Penggerebekan Klub Malam di Siantar: Polda Sumut Ungkap Jaringan Narkoba

Polda Sumatera Utara berhasil membongkar jaringan peredaran narkoba yang beroperasi di sebuah klub malam di Kota Siantar. Operasi penggerebekan ini merupakan respons terhadap laporan masyarakat yang resah dengan aktivitas ilegal tersebut.

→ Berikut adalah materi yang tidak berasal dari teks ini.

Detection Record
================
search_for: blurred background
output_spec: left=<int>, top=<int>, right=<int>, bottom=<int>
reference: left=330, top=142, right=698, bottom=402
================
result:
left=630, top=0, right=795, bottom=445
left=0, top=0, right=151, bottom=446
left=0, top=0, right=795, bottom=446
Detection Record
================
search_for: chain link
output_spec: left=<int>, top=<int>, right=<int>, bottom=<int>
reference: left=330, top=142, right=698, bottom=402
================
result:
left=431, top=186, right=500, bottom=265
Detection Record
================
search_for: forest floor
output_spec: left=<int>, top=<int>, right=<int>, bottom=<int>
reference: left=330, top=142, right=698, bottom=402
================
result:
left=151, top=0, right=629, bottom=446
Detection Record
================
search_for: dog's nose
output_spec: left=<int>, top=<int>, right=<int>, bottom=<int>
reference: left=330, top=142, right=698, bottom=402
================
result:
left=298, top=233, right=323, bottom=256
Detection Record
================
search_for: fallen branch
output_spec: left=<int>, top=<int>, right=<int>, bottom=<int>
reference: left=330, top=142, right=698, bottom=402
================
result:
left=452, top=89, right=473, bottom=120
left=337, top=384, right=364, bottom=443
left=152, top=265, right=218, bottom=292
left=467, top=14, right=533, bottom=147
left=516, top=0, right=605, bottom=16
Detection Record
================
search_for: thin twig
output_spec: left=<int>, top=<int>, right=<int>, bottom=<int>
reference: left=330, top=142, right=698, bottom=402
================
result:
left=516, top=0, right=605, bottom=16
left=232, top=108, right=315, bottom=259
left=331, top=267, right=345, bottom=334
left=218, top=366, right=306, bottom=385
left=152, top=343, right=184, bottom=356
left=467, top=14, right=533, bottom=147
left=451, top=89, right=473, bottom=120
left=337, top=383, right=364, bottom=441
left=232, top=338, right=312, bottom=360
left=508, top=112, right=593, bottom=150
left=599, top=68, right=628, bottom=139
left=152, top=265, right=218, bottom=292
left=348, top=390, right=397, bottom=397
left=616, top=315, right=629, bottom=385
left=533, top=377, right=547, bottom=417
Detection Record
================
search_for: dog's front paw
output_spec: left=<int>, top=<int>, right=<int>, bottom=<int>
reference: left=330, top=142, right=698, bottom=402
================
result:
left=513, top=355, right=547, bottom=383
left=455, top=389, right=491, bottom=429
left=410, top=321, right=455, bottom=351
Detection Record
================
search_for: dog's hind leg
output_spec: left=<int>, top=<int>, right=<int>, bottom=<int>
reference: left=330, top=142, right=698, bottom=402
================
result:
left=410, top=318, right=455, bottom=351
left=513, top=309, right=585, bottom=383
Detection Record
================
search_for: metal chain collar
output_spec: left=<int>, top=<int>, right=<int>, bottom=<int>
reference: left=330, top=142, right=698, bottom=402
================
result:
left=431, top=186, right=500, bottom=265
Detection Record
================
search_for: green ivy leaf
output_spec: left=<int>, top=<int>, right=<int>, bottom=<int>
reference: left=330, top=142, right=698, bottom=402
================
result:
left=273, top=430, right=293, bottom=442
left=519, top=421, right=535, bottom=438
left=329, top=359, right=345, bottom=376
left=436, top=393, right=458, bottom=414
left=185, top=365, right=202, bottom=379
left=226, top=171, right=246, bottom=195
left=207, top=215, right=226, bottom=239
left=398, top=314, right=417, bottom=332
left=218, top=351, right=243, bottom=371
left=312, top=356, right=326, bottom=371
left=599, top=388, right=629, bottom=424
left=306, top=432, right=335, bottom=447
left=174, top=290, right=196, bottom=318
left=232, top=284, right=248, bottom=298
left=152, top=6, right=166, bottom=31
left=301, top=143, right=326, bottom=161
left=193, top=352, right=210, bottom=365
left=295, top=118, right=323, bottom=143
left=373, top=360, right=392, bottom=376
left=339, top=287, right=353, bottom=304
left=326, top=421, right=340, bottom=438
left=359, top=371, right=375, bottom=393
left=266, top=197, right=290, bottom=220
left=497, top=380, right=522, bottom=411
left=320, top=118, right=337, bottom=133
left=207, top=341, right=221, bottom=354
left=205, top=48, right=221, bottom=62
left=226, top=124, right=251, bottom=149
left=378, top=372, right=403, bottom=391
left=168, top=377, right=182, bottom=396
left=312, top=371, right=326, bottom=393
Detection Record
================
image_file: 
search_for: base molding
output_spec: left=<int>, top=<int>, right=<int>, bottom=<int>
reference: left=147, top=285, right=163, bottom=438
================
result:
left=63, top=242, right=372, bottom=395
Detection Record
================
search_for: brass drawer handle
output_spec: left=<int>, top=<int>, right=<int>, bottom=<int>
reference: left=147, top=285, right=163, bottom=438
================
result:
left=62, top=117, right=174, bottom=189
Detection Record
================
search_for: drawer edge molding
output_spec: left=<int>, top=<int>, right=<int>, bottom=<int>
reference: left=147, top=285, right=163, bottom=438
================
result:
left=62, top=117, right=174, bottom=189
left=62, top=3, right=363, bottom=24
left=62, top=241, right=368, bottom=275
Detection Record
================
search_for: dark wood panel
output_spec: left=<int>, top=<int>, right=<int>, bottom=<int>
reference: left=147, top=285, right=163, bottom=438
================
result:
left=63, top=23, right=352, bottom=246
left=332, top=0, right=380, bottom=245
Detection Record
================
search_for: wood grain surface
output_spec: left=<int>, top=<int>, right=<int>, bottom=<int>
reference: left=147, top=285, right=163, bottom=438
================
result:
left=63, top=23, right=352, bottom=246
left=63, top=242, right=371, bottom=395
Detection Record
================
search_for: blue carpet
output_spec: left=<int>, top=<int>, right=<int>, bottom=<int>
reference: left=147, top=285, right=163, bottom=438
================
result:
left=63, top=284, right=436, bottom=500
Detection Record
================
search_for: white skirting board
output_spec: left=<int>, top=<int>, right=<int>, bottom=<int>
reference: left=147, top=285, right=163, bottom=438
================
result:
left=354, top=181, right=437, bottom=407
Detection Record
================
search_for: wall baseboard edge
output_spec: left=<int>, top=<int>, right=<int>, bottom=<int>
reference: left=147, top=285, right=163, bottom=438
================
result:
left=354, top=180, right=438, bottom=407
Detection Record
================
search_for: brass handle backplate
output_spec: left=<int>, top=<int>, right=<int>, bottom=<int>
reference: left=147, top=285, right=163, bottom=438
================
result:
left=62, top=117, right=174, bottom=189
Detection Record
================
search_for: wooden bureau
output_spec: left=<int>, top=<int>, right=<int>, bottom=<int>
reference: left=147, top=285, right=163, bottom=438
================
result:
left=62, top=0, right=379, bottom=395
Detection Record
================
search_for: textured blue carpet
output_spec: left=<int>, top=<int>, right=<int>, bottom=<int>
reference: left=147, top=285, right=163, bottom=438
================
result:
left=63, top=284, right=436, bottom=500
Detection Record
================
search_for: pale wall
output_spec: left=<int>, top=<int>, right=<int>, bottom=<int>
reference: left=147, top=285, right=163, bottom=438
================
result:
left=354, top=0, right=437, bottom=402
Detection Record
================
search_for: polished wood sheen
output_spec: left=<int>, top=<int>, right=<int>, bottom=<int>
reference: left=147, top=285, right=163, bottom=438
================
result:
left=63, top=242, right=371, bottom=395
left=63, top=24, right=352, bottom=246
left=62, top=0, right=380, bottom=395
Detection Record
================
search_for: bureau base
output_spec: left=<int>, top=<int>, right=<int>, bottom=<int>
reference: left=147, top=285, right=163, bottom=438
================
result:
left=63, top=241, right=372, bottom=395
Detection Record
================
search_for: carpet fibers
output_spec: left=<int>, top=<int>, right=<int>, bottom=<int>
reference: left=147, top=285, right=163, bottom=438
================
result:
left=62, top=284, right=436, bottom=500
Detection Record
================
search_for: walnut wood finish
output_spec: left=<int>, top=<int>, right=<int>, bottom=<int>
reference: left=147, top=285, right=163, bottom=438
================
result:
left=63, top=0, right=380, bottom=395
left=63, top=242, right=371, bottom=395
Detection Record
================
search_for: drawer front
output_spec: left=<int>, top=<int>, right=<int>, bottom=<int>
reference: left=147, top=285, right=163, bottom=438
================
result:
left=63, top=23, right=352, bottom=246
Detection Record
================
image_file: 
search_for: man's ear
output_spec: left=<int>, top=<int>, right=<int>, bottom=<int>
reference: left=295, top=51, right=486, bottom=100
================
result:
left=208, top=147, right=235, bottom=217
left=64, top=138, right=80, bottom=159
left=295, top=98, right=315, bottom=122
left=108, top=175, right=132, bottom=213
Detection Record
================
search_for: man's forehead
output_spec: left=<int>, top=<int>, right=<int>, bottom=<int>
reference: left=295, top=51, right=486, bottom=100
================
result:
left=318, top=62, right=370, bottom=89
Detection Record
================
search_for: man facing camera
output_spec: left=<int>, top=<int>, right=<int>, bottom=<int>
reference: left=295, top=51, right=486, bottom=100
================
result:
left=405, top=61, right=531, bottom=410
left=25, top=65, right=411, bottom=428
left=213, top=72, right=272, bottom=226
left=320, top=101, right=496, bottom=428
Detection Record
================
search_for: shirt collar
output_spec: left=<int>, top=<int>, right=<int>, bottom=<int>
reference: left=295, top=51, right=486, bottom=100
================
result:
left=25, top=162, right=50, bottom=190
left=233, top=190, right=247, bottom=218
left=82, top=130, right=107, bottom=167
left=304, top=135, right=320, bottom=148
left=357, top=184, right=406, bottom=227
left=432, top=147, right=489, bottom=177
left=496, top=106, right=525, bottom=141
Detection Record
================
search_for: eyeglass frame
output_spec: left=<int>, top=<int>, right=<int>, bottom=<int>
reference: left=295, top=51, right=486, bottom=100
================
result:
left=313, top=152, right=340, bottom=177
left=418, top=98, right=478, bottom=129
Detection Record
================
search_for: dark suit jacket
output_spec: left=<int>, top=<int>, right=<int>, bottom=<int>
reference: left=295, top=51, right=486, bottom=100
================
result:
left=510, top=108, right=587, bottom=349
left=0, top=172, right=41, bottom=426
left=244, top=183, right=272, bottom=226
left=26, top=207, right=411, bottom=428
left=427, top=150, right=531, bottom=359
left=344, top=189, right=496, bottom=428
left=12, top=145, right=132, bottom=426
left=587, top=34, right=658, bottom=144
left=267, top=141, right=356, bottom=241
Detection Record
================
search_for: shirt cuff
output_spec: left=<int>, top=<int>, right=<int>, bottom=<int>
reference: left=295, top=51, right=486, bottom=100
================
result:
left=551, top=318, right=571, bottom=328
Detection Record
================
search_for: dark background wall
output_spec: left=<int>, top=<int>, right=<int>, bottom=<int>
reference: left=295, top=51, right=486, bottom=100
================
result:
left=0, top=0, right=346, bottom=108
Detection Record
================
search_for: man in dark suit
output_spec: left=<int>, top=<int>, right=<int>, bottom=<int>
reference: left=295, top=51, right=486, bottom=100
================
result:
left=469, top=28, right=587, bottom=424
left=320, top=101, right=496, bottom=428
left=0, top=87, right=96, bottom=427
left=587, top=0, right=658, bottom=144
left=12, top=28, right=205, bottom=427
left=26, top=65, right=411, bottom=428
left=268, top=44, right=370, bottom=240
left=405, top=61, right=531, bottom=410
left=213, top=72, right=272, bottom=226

Direktorat Reserse Narkoba Polda Sumut, di bawah kepemimpinan Kombes Jean Calvijn Simanjuntak, bergerak cepat setelah menerima informasi mengenai peredaran narkoba yang terang-terangan di Studio 21, sebuah tempat hiburan malam yang populer di Siantar. Modus operandi jaringan ini adalah menawarkan narkoba secara langsung kepada pengunjung dengan harga yang telah ditentukan.

"Kami menerima banyak aduan dari masyarakat tentang peredaran narkoba yang masif di THM Studio 21. Mereka menawarkan narkoba secara terbuka kepada pengunjung dengan harga Rp 300.000," ungkap Kombes Jean Calvijn.

Tim opsnal Ditresnarkoba Polda Sumut kemudian melakukan penyamaran (undercover buy) untuk memastikan kebenaran informasi tersebut. Dalam operasi penyamaran ini, petugas berhasil menangkap seorang tersangka berinisial RS (38) saat melakukan transaksi narkoba. Dari tangan RS, polisi menyita 97 butir ekstasi dan sejumlah uang tunai hasil penjualan.

Dari hasil interogasi terhadap RS, polisi berhasil mengidentifikasi dan menangkap tersangka lain, yaitu JS (36). JS berperan sebagai penyetor hasil penjualan ekstasi dan Happy Five kepada seorang yang dikenal sebagai AT. JS mendapatkan keuntungan sebesar Rp 10 ribu dari setiap transaksi.

Pengembangan kasus ini terus berlanjut hingga akhirnya polisi berhasil menangkap tiga tersangka lainnya, yaitu AT, GP, dan RT. Penangkapan para tersangka dilakukan di beberapa lokasi berbeda, termasuk sebuah hotel yang disiapkan oleh seorang buronan (DPO).

Dalam penggerebekan tersebut, polisi berhasil mengamankan sejumlah barang bukti, di antaranya:

  • 60 butir ekstasi warna ungu
  • 33 butir ekstasi warna biru
  • 4 butir ekstasi merek granat warna ungu
  • 15 butir Happy Five
  • Uang hasil penjualan sebesar Rp 9.700.000
  • 6 unit ponsel

Saat ini, kelima tersangka masih menjalani pemeriksaan intensif di Polda Sumut. Polisi juga telah memasang garis polisi (police line) di Studio 21 sebagai tanda bahwa tempat tersebut sedang dalam penyelidikan.

"Kami akan segera bersurat kepada Pemerintah Kota terkait adanya bisnis narkoba di Studio 21 ini," tegas Kombes Jean Calvijn.

Polda Sumut berkomitmen untuk terus memberantas peredaran narkoba di wilayahnya. Operasi penggerebekan di Studio 21 ini merupakan salah satu bukti keseriusan polisi dalam menindak pelaku kejahatan narkotika.

Kasus ini masih terus didalami untuk mengungkap jaringan narkoba yang lebih besar dan menangkap para pelaku lainnya. Polisi juga mengimbau masyarakat untuk terus memberikan informasi jika mengetahui adanya aktivitas peredaran narkoba di lingkungannya.